Here in Australia, we often look at American politics with a mixture of fascination and horror, like watching a slow-motion car crash. But we’d be foolish to think we’re immune to these trends. Our media landscape is already heavily concentrated, and the techniques being refined in the US have a habit of crossing the Pacific.
The most depressing part of all this is how predictable it was. We’ve watched this playbook unfold across traditional media, radio, and now social media. Each time, there are warnings, each time there’s pushback, and each time it happens anyway because the people with the resources to prevent it either don’t understand the threat or don’t care enough to act.

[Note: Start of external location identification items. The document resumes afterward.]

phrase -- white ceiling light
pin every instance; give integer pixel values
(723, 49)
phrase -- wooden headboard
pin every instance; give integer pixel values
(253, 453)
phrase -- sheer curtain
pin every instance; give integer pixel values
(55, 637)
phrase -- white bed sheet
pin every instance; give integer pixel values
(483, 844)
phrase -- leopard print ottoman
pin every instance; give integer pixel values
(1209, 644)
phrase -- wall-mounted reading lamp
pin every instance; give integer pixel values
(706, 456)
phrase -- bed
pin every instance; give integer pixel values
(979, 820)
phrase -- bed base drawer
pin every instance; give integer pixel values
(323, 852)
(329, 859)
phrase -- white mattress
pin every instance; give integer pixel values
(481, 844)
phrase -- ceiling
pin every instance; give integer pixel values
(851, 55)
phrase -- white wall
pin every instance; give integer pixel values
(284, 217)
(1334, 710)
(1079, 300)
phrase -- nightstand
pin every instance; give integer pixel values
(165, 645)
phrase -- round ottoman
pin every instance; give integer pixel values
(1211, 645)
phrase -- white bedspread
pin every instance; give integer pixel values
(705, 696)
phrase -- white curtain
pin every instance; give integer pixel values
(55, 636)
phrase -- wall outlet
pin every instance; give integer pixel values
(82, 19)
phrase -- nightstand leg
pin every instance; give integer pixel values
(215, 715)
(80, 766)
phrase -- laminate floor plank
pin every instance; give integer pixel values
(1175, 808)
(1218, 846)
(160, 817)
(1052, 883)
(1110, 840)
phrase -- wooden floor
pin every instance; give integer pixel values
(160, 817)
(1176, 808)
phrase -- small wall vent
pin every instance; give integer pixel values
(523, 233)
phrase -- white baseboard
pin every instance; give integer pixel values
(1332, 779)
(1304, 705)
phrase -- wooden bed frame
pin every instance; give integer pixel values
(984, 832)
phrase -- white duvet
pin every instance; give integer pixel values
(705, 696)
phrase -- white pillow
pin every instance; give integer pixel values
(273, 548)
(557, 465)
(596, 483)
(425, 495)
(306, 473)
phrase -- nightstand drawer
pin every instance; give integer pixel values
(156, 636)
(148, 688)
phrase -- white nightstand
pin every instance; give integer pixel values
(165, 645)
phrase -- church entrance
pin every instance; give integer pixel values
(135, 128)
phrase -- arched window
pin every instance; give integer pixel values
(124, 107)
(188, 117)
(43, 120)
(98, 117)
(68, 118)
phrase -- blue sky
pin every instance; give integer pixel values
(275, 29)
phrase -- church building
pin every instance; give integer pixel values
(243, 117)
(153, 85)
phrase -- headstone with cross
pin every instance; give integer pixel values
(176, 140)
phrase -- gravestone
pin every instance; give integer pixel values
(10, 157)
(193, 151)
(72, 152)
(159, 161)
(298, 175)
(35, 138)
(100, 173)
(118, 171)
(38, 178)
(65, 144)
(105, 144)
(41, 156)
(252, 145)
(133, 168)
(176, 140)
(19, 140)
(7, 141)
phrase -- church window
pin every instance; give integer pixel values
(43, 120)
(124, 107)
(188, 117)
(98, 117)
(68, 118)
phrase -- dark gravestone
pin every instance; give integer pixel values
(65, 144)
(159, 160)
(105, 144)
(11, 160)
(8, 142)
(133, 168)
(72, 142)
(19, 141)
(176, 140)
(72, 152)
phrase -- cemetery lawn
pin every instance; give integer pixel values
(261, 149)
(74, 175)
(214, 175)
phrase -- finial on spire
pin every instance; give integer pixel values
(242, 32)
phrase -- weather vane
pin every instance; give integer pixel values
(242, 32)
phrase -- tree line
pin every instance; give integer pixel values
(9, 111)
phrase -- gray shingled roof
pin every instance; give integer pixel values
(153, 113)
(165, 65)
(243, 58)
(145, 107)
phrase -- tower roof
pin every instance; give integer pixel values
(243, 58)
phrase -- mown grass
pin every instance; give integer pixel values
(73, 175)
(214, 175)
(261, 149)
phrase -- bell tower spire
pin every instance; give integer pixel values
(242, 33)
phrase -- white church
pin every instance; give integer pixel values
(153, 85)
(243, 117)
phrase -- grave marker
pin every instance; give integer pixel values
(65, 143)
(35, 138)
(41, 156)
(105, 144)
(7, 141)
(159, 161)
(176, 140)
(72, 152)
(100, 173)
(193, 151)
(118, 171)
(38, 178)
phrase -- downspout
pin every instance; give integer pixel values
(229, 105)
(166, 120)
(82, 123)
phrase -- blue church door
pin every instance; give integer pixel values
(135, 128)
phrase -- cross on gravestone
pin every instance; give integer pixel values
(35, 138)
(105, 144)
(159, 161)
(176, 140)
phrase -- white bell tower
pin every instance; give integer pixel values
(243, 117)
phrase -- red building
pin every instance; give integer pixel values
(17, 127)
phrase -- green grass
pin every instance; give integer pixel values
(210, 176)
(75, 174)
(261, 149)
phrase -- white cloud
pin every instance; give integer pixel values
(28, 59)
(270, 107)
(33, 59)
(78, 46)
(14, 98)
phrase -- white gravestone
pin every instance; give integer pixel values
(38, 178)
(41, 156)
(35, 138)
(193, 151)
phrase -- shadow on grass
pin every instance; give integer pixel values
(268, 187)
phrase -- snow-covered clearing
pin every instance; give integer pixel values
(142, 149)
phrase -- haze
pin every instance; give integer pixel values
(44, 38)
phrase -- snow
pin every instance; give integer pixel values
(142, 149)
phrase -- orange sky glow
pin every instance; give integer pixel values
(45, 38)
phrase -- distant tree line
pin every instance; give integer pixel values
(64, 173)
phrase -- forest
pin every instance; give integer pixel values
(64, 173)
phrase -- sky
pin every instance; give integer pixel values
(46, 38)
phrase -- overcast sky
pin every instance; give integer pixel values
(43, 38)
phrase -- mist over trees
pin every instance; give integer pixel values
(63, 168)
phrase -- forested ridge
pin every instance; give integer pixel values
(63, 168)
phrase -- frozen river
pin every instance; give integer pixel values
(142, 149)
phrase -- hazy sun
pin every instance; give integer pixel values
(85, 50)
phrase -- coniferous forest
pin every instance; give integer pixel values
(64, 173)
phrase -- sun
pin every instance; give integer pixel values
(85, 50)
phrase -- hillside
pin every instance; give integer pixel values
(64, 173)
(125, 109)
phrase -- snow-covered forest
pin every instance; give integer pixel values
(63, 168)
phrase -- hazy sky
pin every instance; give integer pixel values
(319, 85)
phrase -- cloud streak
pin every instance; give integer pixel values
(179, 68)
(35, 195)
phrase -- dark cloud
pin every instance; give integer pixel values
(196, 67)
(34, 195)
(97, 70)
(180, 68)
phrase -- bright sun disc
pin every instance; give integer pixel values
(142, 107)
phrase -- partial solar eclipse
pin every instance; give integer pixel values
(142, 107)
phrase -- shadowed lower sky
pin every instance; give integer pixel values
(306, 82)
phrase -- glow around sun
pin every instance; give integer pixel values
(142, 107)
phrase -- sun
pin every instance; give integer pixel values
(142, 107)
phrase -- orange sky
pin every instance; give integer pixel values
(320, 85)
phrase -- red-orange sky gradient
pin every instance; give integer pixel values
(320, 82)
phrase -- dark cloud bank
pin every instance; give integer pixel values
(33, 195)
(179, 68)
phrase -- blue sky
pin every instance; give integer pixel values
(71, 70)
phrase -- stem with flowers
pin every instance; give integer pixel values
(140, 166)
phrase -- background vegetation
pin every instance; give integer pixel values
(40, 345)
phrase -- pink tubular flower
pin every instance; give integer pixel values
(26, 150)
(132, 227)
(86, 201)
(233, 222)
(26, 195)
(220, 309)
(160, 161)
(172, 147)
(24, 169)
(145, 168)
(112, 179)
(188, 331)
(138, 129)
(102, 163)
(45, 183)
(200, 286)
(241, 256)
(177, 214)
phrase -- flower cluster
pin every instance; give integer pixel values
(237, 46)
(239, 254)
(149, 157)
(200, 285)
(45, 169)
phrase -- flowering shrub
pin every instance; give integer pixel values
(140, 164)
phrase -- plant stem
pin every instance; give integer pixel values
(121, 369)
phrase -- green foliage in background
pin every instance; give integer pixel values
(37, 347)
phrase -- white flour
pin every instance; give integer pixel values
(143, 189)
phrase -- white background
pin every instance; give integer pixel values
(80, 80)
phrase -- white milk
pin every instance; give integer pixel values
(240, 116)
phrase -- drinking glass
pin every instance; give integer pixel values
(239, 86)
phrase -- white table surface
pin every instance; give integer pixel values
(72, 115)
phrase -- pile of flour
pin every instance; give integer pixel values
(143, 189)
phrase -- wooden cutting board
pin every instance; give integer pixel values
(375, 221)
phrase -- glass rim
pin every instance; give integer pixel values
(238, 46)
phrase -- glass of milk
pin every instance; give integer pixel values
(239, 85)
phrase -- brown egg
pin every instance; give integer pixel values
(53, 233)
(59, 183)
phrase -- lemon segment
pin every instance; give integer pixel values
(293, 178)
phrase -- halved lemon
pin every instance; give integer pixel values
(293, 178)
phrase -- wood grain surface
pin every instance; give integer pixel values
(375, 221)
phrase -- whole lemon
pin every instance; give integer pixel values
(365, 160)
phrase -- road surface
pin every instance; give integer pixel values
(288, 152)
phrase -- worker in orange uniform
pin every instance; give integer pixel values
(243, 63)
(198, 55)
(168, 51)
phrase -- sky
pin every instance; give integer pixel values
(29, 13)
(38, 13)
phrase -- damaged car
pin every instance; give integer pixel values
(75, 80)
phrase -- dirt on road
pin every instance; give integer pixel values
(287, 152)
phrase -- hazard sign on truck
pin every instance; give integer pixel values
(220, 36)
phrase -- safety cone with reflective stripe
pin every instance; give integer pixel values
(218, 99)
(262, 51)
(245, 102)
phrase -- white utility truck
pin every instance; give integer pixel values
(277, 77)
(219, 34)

But perhaps there’s still hope in understanding the game being played. When you can see the manipulation tactics clearly, you become harder to manipulate. When you understand how algorithms work, you can make more conscious choices about what you consume and share. When you recognise propaganda for what it is, you can seek out alternative sources of information.
The challenge now is whether we can build and maintain truly independent information systems fast enough to counter this trend. It won’t be easy – it requires not just technical solutions but also the collective will to prioritise information integrity over convenience and entertainment.
One thing’s certain: if we don’t start taking information infrastructure seriously as a democratic institution, we’ll find ourselves living in a world where our thoughts and opinions are shaped not by our own experiences and reasoning, but by algorithms designed to serve the powerful. And that’s a future none of us should accept.